The super strong araldite didnt work for me, the panel that was 'glued' on snapped right after tightening the nut on the element and jiggling the housing a little bit.

Masters sells JB Weld - if you can get it, get it ... its soooo much better than the araldite!!


----------



## Crouch (26/7/14)

So all the pots now have all the ball valves attached and all external plumbing is pretty much complete, there is one last quick disconnect to add to the HLT (on the right) that I forget to grab when I was at KK today. Ignore the placement of the hoses in this pic, I know they don't make sense I was just playing with them to get 'comfortable'






The HLT is complete, except for one bloody quick disconnect I forget to pick up when I went out for parts today! The HERMS coil is in place, it sits about 1" above the element (maybe a little less) so I hope there wont be any problems with scorching etc. I finally managed to get the element housing water tight ... so this put is pretty much good to go now.
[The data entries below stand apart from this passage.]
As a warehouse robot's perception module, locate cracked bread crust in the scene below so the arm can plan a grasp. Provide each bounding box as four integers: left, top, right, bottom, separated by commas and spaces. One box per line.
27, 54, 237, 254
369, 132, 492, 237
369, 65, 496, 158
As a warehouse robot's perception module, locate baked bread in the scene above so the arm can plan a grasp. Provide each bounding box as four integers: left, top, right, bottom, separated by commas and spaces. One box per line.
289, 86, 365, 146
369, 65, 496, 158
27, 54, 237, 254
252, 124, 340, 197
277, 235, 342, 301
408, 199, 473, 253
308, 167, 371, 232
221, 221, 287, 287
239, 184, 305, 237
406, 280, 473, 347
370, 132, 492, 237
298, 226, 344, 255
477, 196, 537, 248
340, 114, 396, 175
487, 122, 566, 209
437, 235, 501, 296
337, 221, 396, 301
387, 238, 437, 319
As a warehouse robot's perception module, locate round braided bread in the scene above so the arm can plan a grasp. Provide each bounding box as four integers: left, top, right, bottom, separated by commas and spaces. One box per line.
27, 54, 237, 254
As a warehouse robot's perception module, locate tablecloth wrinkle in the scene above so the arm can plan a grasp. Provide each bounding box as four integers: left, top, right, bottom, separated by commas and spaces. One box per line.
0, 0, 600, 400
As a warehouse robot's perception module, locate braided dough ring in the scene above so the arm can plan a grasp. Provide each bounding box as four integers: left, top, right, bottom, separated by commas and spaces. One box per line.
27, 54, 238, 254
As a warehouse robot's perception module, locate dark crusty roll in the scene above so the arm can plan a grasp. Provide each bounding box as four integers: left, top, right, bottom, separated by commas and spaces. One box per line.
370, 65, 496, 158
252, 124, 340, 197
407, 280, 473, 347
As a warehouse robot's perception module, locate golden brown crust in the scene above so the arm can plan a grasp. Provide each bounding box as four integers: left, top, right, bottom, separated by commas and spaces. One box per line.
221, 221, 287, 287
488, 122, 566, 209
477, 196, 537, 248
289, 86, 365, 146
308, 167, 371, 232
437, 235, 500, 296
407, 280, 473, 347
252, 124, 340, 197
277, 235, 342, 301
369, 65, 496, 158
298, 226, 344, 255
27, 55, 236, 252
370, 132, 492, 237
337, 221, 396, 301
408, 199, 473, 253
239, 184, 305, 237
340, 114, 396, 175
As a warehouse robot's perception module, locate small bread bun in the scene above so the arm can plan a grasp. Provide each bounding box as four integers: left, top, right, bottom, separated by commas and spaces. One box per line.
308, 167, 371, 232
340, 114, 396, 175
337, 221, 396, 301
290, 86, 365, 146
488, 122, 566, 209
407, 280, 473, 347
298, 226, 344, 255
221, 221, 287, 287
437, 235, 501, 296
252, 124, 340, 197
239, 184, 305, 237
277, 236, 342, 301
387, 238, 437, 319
I have one last thing to add to the MT insides, that being an 'L' shaped extension for the inside of the ball valve at the top so I can attach a length of silicon hose that will act as my return/sparge arm for recirculating the mash, and for sparging. I am not 100% sure about that bloody tiny false bottom ... I'll see how it goes but if i can find something larger then I'll probably grab that also.







Both pumps have now been attached to a wooden board. I was thinking to attach them directly to the bench, but this allows me to tip the pumps forward to drain any liquid left inside. It also means I can move the pumps around but still have them secured in place. I may run 2 bolts through the wooden board and the bench though so that its securely in place when I need it to be there.






Both the HLT and MT have the temperature probes placed after the ball valve, this allows me to get an accurate reading of the temperature as the liquid passes the probe on its way to the next vessel, or as its recirculated. The temp probe for the boil kettle sits directly through the kettle wall.






So the plumbing is pretty much complete, though now that its almost done I'm getting really tempted to fix all the plumbing in place using some copper pipe, solder all the joins etc ... hrmmm.

Tomorrow I will water test everything for final leaks, I've been adjusting things several times so hopefully everything will be good.

Now I just need more components to arrive so I can start working on my control panel!


----------



## Crouch (27/7/14)

I made a quick little 'hanger' for my hoses so I can keep them straight and allow them to drain well. It's just a piece of pine with some slots cut out and mounted with an 'L' bracket. The hoses slide on from the left, the quick disconnect and clamp bolt keep the hoses in place.






Here is a closer shot:


----------



## sjp770 (27/7/14)

That setup looks like a dream. Love the HLT copper coil. I'm waiting for mine to arrive but I'm not plumbing it in yet, just dropping it in.

There was some discussion about the temp probe at a right angle in the t piece. For the best reading it should be in line.


----------



## Crouch (27/7/14)

What do you mean 'in line' ... it is, isn't it? The liquid comes out the ball valve, straight over the temp probe and around the corner out the quick disconnect ... ?? Got a link to something I can read?

Cheers


----------



## sjp770 (27/7/14)

I'd say it wouldn't matter if the temp probe itself is in the flow. I think I was just remembering concerns about shorter temp probes.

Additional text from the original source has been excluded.